(Oil Price) – During a meeting with oil and gas executives in Canada’s oil-producing province of Alberta, Canadian Prime Minister Mark Carney pledged that the federal government would work to fast-track major projects to make Canada an energy superpower.
“We met with leaders in clean and conventional energy today in Calgary. We all agree: it’s time to build,” Carney posted on X after the meeting.
“Canada’s new government is ready to fast-track major projects across the country that will make Canada an energy superpower,” said the PM.
Carney also met with Alberta’s Premier Danielle Smith, who has been calling for years on the federal government to make Alberta’s energy more easily accessible for international markets and stop meddling with too much federal oversight in emissions reductions.

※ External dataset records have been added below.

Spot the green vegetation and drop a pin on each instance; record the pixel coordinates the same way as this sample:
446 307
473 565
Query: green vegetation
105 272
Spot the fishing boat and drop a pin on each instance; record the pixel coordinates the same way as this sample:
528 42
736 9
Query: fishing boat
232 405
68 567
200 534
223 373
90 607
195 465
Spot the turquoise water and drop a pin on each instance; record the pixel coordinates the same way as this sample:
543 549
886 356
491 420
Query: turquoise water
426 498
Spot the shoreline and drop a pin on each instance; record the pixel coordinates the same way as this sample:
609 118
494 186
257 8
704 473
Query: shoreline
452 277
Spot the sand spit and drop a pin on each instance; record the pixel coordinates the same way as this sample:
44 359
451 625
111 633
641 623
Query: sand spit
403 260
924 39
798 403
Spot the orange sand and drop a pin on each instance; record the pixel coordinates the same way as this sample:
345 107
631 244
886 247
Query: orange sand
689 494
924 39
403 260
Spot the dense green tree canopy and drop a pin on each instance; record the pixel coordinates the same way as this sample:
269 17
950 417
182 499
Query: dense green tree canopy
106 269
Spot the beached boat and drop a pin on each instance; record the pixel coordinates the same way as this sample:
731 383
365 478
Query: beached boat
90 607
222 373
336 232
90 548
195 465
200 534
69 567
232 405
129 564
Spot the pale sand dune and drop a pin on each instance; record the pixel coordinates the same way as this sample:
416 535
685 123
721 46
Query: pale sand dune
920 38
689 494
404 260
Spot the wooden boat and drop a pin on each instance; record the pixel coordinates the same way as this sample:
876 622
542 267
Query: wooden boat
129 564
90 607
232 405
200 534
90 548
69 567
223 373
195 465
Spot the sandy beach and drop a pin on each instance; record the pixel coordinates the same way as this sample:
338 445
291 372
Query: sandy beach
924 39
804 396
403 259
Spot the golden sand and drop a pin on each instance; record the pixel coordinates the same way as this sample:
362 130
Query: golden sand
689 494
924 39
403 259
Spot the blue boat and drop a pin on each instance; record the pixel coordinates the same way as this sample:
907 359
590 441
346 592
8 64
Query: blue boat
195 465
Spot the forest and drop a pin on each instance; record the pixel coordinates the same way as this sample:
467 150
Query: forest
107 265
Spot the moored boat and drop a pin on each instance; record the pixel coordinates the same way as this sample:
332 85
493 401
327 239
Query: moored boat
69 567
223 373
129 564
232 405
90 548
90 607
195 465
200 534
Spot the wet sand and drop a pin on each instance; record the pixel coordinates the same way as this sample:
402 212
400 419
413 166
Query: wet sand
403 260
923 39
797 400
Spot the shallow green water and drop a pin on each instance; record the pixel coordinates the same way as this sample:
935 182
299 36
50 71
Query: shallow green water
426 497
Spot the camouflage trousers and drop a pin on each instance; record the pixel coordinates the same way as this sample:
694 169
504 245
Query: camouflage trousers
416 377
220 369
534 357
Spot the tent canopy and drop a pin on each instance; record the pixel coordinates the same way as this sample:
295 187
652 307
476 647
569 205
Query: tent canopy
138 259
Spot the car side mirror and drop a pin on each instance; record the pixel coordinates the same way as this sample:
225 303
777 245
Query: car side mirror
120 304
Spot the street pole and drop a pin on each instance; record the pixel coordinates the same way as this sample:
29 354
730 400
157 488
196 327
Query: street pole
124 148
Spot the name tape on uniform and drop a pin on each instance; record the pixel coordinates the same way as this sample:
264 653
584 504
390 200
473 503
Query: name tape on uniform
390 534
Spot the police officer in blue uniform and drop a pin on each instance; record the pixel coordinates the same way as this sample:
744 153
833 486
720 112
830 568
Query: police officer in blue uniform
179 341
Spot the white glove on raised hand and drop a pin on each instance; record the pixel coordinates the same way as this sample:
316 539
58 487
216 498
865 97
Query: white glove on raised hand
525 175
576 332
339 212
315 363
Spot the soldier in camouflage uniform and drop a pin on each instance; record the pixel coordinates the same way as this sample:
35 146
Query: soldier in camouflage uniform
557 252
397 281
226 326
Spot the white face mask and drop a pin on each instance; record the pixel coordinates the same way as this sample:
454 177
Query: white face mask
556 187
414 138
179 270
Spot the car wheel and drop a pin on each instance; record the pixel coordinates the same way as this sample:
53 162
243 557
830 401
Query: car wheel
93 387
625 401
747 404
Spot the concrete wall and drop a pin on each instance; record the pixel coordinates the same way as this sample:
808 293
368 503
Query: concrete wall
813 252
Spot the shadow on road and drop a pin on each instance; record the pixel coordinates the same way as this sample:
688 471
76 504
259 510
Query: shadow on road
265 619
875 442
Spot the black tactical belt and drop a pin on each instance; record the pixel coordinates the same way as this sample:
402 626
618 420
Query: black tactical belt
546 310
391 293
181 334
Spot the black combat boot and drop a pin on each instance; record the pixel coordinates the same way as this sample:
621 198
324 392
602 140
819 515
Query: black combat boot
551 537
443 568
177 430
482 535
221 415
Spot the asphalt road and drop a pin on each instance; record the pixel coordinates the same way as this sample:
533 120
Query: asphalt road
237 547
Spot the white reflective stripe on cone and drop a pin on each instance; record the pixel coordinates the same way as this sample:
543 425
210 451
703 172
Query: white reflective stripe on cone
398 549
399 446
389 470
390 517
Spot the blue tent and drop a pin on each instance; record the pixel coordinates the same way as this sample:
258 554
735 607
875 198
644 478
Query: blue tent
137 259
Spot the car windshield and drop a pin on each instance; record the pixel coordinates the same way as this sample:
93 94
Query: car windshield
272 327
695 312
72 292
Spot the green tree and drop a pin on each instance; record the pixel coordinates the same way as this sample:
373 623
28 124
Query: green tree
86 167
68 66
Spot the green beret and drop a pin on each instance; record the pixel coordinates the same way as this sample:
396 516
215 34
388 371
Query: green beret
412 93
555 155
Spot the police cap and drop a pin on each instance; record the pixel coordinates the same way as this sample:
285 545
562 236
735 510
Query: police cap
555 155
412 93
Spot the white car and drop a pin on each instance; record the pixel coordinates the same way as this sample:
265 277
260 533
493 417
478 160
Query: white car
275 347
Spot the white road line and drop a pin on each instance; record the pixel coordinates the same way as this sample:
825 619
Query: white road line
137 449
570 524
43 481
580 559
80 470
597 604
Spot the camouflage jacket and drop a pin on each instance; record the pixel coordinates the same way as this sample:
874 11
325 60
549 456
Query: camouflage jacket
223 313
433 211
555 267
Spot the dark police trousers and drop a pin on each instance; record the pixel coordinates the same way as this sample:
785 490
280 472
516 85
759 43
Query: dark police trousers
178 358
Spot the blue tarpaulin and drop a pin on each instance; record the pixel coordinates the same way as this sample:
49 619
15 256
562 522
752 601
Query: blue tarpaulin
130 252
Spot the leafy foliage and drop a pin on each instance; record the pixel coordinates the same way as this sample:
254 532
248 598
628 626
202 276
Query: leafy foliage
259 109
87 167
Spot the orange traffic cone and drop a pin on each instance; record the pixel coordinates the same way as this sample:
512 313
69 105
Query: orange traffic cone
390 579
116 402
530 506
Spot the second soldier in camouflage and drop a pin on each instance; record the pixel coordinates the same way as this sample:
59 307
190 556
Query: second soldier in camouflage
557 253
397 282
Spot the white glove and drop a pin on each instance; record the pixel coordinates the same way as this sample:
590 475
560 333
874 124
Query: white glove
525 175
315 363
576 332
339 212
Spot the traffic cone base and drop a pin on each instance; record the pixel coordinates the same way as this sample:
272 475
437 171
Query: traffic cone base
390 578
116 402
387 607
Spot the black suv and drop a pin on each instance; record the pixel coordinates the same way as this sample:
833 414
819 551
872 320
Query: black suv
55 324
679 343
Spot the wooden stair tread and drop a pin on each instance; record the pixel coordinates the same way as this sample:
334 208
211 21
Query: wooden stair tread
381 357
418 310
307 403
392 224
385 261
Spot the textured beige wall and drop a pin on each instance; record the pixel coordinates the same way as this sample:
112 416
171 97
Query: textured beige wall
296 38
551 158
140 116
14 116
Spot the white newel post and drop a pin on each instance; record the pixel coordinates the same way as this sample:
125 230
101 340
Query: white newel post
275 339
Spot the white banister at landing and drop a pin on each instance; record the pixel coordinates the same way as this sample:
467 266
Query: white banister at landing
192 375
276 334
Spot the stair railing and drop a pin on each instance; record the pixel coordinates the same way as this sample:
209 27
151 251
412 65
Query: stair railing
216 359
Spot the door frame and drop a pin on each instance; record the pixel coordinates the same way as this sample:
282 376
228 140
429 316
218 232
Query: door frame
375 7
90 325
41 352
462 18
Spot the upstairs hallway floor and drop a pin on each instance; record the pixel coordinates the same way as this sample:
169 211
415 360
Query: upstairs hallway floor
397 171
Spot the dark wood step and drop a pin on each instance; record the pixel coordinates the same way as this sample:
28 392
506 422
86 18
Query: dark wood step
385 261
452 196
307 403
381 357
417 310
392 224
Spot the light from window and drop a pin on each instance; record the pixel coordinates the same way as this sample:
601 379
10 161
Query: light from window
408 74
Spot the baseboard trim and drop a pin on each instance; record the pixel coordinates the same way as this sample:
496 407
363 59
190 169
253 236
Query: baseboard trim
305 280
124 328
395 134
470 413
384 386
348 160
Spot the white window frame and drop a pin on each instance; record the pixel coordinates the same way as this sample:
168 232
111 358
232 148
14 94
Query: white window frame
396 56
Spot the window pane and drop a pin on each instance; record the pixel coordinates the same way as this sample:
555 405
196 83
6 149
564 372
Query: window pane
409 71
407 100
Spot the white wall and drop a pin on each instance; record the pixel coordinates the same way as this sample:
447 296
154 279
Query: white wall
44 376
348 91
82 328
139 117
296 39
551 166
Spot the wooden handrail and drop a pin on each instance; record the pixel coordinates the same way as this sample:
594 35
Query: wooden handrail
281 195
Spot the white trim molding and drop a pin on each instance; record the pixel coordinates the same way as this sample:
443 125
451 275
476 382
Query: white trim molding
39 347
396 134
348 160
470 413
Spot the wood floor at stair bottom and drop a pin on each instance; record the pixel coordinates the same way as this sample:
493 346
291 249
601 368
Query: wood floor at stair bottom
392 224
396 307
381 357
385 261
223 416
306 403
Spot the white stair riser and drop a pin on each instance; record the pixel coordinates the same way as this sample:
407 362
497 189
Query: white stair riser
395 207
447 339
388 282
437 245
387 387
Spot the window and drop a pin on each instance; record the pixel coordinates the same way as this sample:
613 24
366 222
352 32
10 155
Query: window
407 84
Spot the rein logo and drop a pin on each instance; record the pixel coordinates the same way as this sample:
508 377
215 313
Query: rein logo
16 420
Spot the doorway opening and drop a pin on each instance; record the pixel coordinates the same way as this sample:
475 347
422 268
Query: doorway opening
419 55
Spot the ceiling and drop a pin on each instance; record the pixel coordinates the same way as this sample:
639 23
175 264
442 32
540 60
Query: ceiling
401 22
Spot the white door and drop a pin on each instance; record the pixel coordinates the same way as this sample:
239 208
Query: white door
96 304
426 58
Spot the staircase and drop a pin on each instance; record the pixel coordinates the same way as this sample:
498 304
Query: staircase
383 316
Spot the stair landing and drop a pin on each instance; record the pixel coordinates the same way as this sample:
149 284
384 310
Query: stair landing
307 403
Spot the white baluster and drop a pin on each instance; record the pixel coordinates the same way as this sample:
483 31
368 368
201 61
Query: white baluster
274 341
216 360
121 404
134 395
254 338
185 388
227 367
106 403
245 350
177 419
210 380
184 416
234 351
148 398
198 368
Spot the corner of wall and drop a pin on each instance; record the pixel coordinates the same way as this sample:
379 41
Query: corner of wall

Carney said he discussed with Smith “what matters most: building one united Canadian economy — including getting big things built and major infrastructure projects off the ground, in Alberta and across Canada.”
Smith, for her part, said that Alberta needs a guaranteed corridor and port access to tidewater off the Pacific, Arctic and Atlantic coasts for the international export of Alberta resources. The oil-rich province also needs an approval of an oil pipeline to the B.C. Northwest coast, repealing the Tanker Ban to enable exports from the Port of Prince Rupert, and returning the regulation of industrial emissions to the provinces, among other things, Alberta’s premier added.
Earlier this year, ahead of the Canadian federal elections, the chief executives of some of the largest Canadian energy companies called on Canada’s main political parties to declare a Canadian energy crisis and key projects in the “national interest,” which would speed up reforms, planning, and construction of new oil and gas pipelines and LNG terminals.
“Canadians increasingly see the importance of using our abundant energy to ensure Canada can defend its sovereignty, play a role in the world as a force for good, and improve our overall economic competitiveness and prosperity,” said 14 CEOs representing the four largest pipeline companies and 10 largest oil and natural gas companies in Canada.